Photo by Microsoft Copilot on Unsplash

Last week, I asked ChatGPT who won the 2019 World Series. It told me it was the Boston Red Sox. Confident. Articulate. Completely wrong. The answer is the Washington Nationals, and they've won exactly once in franchise history.

This wasn't a glitch. It wasn't a bad day for the model. This is a fundamental feature of how large language models work—and it's more unsettling than most people realize.

The Confidence Problem That No One's Really Solved

When we talk about AI hallucinations, we're usually describing the moment a language model generates false information with absolute certainty. But here's what makes this so dangerous: the model has no internal mechanism for doubt. It doesn't whisper "I'm not sure about this." It doesn't flag uncertain statements. It outputs tokens one after another, each one selected because it statistically fits the pattern that came before.

Think of it like this: you're at a cocktail party where someone is telling a story. They have no fact-checker in their brain. They're just continuing the conversation based on what sounds natural given everything they've heard before. Except this person has read the entire internet, so they sound incredibly authoritative about things they actually invented thirty seconds ago.

OpenAI, Google, Anthropic—all the major players have tried to reduce hallucinations. They've fine-tuned models, added retrieval systems, implemented constitutional AI methods. The numbers have improved. A 2023 Stanford study found that GPT-4 makes up facts less often than GPT-3.5. But "less often" isn't "never." And the gap between capabilities and the model's confidence level remains stubbornly wide.

Why the Model Can't See Its Own Blindspots

Here's the truly weird part: a language model's training process doesn't teach it what it doesn't know. It learns patterns from text. When it encounters a question during inference (that's the fancy term for "when you ask it something"), it has zero awareness of whether that question falls into the territory where its training data was sparse, contradictory, or nonexistent.

There's a concept in machine learning called the "unknown unknowns." The model doesn't have a separate system that flags, "Hey, this is beyond my training data, proceed with caution." Instead, it just keeps predicting the next most likely word. And since language models have been trained on mountains of text, they're usually very good at predicting what comes next—even when what comes next is completely made up.

I tested this myself with Claude (Anthropic's model). I asked it about a fictional academic named "Professor Margot Hastings" who supposedly published work on neural decision-making in 2018. The model not only confirmed this person existed but actually cited specific paper titles. It did this smoothly, naturally, without hesitation. Margot Hastings doesn't exist. The papers don't exist. The model's architecture simply had no way to know that, and no mechanism to care.

The Real-World Consequences of False Certainty

This matters beyond trivia questions. A lawyer in New York was almost sanctioned by a judge for citing fake court cases generated by ChatGPT. The AI didn't just make up the case names—it invented case numbers, court dates, and ruling details. The lawyer trusted the output because it was formatted correctly and sounded official. Why would a language model lie?

Researchers have started calling this the "oracle problem." Users treat AI outputs like oracle pronouncements—things that must be true because they came from a source that seems authoritative. But the oracle doesn't know it's an oracle. It's just a statistical engine that's become very good at imitating authoritative voices.

Medical students are using ChatGPT to study. Job applicants are using it to answer interview questions. Journalists are using it to supplement research. Every one of these use cases assumes some baseline level of factual accuracy. And every one is vulnerable to the model's casual, invisible fabrications.

What Actually Works (and What Doesn't)

Some solutions are emerging, though none are perfect. Retrieval-augmented generation (RAG) helps—essentially, the model retrieves relevant documents before generating an answer, anchoring its response to real information. When you use ChatGPT's web search feature, you're essentially using a RAG system.

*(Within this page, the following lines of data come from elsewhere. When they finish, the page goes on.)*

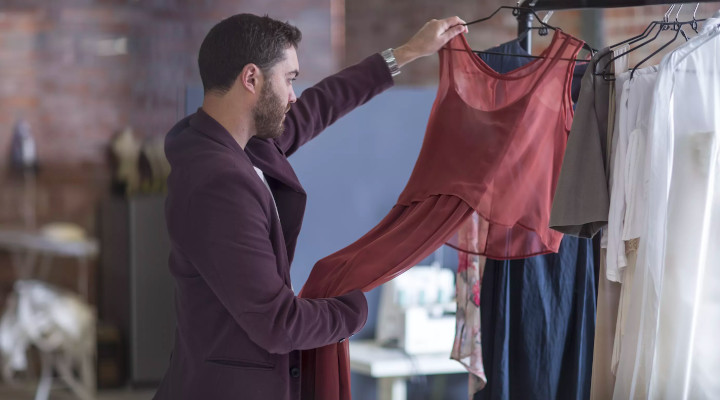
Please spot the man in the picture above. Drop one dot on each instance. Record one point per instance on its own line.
(235, 207)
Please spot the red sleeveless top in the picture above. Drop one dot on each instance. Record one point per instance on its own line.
(497, 142)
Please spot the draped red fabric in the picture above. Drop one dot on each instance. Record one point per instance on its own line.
(406, 236)
(493, 146)
(497, 141)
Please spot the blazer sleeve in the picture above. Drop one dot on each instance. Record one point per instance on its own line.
(321, 105)
(233, 253)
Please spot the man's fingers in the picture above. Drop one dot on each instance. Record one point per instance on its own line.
(454, 31)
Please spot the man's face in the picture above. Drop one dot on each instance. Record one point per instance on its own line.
(275, 98)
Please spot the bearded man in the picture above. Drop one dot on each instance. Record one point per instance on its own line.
(235, 207)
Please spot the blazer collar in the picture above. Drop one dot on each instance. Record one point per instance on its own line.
(208, 126)
(261, 153)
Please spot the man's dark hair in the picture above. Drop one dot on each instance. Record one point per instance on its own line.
(241, 40)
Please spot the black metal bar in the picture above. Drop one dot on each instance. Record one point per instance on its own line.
(524, 25)
(544, 5)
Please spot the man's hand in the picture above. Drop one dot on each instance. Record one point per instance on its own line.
(429, 39)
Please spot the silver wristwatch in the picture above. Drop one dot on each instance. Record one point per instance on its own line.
(391, 62)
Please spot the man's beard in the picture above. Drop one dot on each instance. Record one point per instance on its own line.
(269, 114)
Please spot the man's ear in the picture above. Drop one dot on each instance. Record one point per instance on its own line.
(250, 78)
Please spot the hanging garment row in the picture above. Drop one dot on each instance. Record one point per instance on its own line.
(494, 175)
(651, 167)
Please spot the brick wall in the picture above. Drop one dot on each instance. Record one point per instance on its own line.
(79, 71)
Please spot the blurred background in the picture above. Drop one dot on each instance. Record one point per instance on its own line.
(88, 88)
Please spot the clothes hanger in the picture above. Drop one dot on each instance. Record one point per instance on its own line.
(663, 25)
(678, 31)
(544, 27)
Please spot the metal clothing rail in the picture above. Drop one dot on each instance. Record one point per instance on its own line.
(547, 5)
(525, 19)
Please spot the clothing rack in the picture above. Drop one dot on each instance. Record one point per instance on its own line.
(525, 19)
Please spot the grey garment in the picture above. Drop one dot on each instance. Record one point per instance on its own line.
(581, 203)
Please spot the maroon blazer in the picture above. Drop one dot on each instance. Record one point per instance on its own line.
(239, 324)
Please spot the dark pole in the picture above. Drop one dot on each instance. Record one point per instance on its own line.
(524, 24)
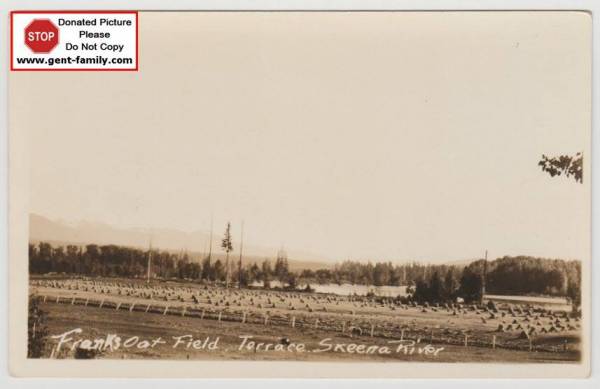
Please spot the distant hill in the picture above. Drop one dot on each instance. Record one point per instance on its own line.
(195, 243)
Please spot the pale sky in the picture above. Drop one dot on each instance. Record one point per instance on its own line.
(365, 136)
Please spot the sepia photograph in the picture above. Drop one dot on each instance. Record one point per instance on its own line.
(404, 189)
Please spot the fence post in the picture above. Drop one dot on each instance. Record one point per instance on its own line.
(530, 344)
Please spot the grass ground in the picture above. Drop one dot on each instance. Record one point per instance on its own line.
(101, 322)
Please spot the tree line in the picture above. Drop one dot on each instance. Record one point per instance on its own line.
(433, 283)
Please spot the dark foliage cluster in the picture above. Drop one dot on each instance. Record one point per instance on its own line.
(570, 166)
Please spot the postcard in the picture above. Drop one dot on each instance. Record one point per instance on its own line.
(300, 194)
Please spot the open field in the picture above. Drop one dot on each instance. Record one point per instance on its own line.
(169, 310)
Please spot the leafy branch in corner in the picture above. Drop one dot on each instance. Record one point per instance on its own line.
(570, 166)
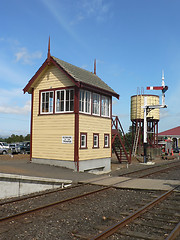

Chain-of-thought prompting can help too. If you ask the model to explain its reasoning step-by-step before giving a final answer, it catches some (not all) of its own errors. Some researchers have had success teaching models to output uncertainty scores alongside their answers.

But here's the honest truth: we don't have a complete fix. And the scaling laws of AI suggest that bigger models aren't necessarily more truthful—they're just more confident. How AI Models Get Tricked by a Single Typo (And What That Reveals About Intelligence) explores similar vulnerabilities in the way these systems process information.

How to Actually Use AI Without Losing Your Mind

So what should you do? Treat language models like very intelligent interns—useful, fast, creative, but ultimately unreliable for factual claims. For any statement that matters, verify it. Check sources. Cross-reference. Use AI for brainstorming, drafting, exploring ideas, and explaining concepts. Don't use it as your primary source of truth.

And please, for the love of accuracy, don't ask it about recent events, specific people, or unusual details unless you're prepared to verify the answer independently.

The future of AI might hold better solutions. But right now, the emperor is wearing clothes made of statistics, and he's absolutely certain about it.